La realidad del siglo XXI, donde todo está interconectado de alguna manera, demanda nuevas miradas sobre cómo asumir el proceso educativo de manera que se prepare los estudiantes para el porvenir, así no para el siglo anterior. El contexto actual ha ratificado que el uso responsable de la tecnología rompe fronteras, permitiendo comunicación directa con personas e instituciones que pueden estar a miles de kilómetros. He aquí una gran oportunidad para cultivar el acervo cultural y construir múltiples aprendizajes en las nuevas generaciones. Es así como el enfoque global en la educación toma un lugar protagónico, planteando que las iniciativas para los procesos de aprendizajes lleven a los alumnos a desarrollar las destrezas, actitudes y hábitos para comprender y manejar de la mejor manera la interconectividad en todo ámbito, y las complejidades del mundo presente y futuro.

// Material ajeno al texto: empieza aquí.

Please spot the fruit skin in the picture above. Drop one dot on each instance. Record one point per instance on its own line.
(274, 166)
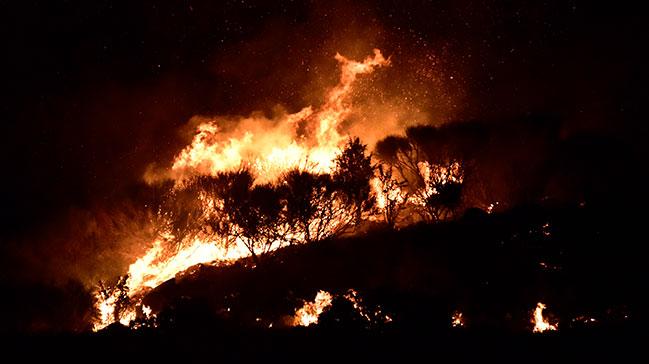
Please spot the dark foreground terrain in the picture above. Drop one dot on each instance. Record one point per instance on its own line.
(586, 264)
(317, 345)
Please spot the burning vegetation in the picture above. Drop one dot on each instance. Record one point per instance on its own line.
(246, 189)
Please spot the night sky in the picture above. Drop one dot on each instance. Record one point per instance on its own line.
(94, 91)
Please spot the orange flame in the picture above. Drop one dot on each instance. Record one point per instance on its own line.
(540, 323)
(271, 147)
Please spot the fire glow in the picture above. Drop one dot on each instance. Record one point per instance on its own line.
(269, 154)
(263, 152)
(541, 324)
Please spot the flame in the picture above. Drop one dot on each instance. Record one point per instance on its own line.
(540, 323)
(457, 319)
(310, 312)
(271, 147)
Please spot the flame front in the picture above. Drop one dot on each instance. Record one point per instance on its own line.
(271, 147)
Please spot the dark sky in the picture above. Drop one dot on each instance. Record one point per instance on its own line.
(94, 91)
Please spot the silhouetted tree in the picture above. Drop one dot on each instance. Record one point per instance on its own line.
(440, 193)
(393, 194)
(353, 174)
(315, 209)
(254, 214)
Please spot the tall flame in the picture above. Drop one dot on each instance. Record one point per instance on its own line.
(269, 148)
(309, 138)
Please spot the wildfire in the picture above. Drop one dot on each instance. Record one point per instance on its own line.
(310, 312)
(269, 148)
(540, 323)
(457, 319)
(308, 139)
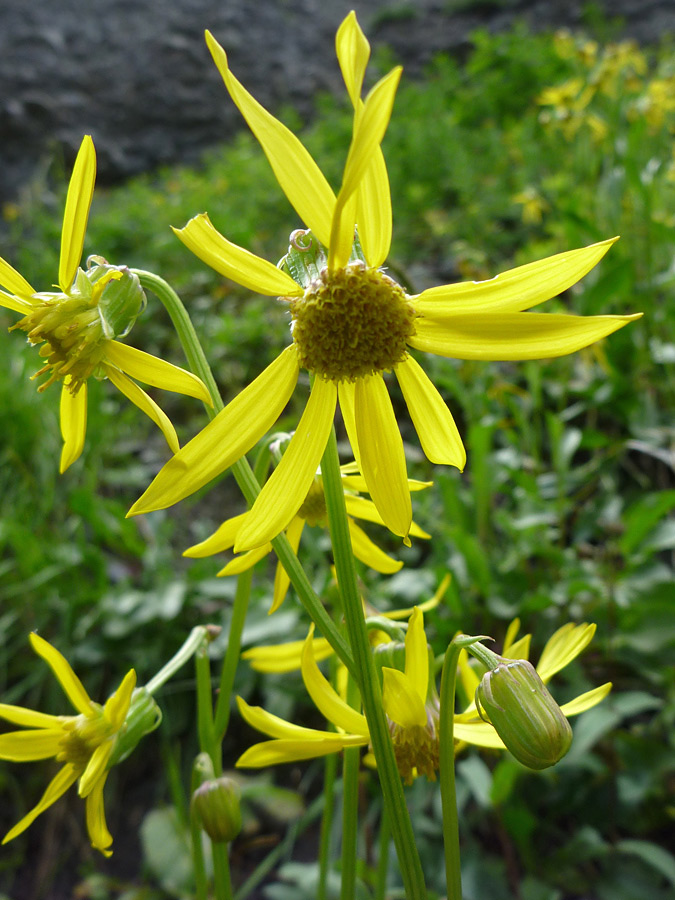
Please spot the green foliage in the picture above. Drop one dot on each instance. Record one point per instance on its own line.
(565, 510)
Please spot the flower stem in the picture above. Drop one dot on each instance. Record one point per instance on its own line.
(446, 727)
(366, 677)
(247, 482)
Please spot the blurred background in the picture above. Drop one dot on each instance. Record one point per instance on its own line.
(519, 130)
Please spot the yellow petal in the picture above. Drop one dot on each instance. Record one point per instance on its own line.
(145, 403)
(353, 51)
(505, 336)
(68, 680)
(25, 746)
(271, 753)
(276, 727)
(431, 603)
(373, 209)
(401, 701)
(511, 632)
(73, 418)
(431, 417)
(100, 837)
(56, 788)
(30, 718)
(286, 489)
(298, 175)
(233, 261)
(157, 372)
(346, 395)
(586, 701)
(514, 290)
(417, 655)
(96, 767)
(224, 440)
(221, 539)
(245, 561)
(281, 579)
(117, 706)
(14, 282)
(382, 456)
(481, 734)
(370, 124)
(78, 201)
(562, 647)
(369, 553)
(326, 699)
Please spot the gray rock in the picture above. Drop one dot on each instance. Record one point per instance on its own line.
(137, 75)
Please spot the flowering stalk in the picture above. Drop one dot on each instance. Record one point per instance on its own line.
(367, 680)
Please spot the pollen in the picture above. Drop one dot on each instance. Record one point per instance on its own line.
(351, 323)
(72, 336)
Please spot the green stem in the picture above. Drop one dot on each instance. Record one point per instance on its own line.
(383, 857)
(194, 641)
(350, 806)
(366, 677)
(329, 772)
(229, 670)
(241, 469)
(446, 727)
(198, 864)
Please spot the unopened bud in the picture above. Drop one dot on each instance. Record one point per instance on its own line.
(215, 803)
(514, 699)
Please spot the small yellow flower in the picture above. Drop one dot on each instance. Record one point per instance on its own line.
(83, 743)
(313, 513)
(351, 323)
(410, 703)
(77, 324)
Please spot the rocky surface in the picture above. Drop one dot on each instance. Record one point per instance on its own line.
(137, 75)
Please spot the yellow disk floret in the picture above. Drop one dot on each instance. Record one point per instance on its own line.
(351, 323)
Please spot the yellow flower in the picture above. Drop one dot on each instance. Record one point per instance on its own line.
(561, 648)
(351, 323)
(410, 703)
(312, 512)
(83, 743)
(79, 322)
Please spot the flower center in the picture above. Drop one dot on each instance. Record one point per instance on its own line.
(83, 734)
(313, 510)
(351, 323)
(417, 748)
(73, 338)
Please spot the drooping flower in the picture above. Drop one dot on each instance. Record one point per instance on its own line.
(312, 513)
(352, 323)
(410, 703)
(84, 743)
(78, 322)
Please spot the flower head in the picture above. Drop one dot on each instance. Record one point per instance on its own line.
(78, 323)
(410, 702)
(87, 743)
(312, 513)
(351, 323)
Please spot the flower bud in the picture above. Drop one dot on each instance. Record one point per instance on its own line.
(143, 717)
(215, 803)
(514, 699)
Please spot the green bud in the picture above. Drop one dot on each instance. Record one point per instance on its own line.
(514, 699)
(143, 717)
(119, 293)
(215, 803)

Desde lo local podemos incentivar el desarrollo de una mentalidad internacional, así como lo promueve el programa del Diploma del International Baccalaureate® (IB). Por mentalidad internacional el IB entiende e impulsa “una visión del mundo en la que las personas se consideran conectadas a la comunidad global y asumen un sentido de la responsabilidad hacia sus miembros. Es la conciencia del carácter interrelacionado de todos los pueblos y naciones, y el reconocimiento de la complejidad de esas relaciones”.

Ciertamente los sujetos con mentalidad internacional aprecian y valoran la diversidad de culturas presentes en cualquier parte del mundo y se esfuerzan por aprender más sobre ellas, acogiendo la apertura de criterio y los horizontes de crecimiento que ello significa. Entonces, lo intercultural se mira como una oportunidad de progreso y no como una amenaza desconocida.

Asumiendo la riqueza latente en la diversidad cultural que facilita una mentalidad internacional, los estudiantes pueden diseñar planes de vida a futuro tomando provecho de todas las oportunidades que esto les brinda para su desarrollo en cualquier dimensión de la vida.

El enfoque global se ejemplifica en acciones para enriquecer los procesos académicos exponiendo a los estudiantes a diversidad de herencias culturales, a desarrollarse en múltiples idiomas, a interactuar con sistemas de pensamiento y de costumbres distintas a su entorno. Siempre teniendo presente respeto a la diversidad y la actitud local que valora sus raíces y a la vez se abre a dialogar con otras culturas.

De cara a la vida universitaria y laboral, el mundo demanda una formación que valide las raíces culturales y a la vez promocione la apertura e interacción respetuosa con la llamada aldea global. El resultado será positivo para el individuo y para el colectivo.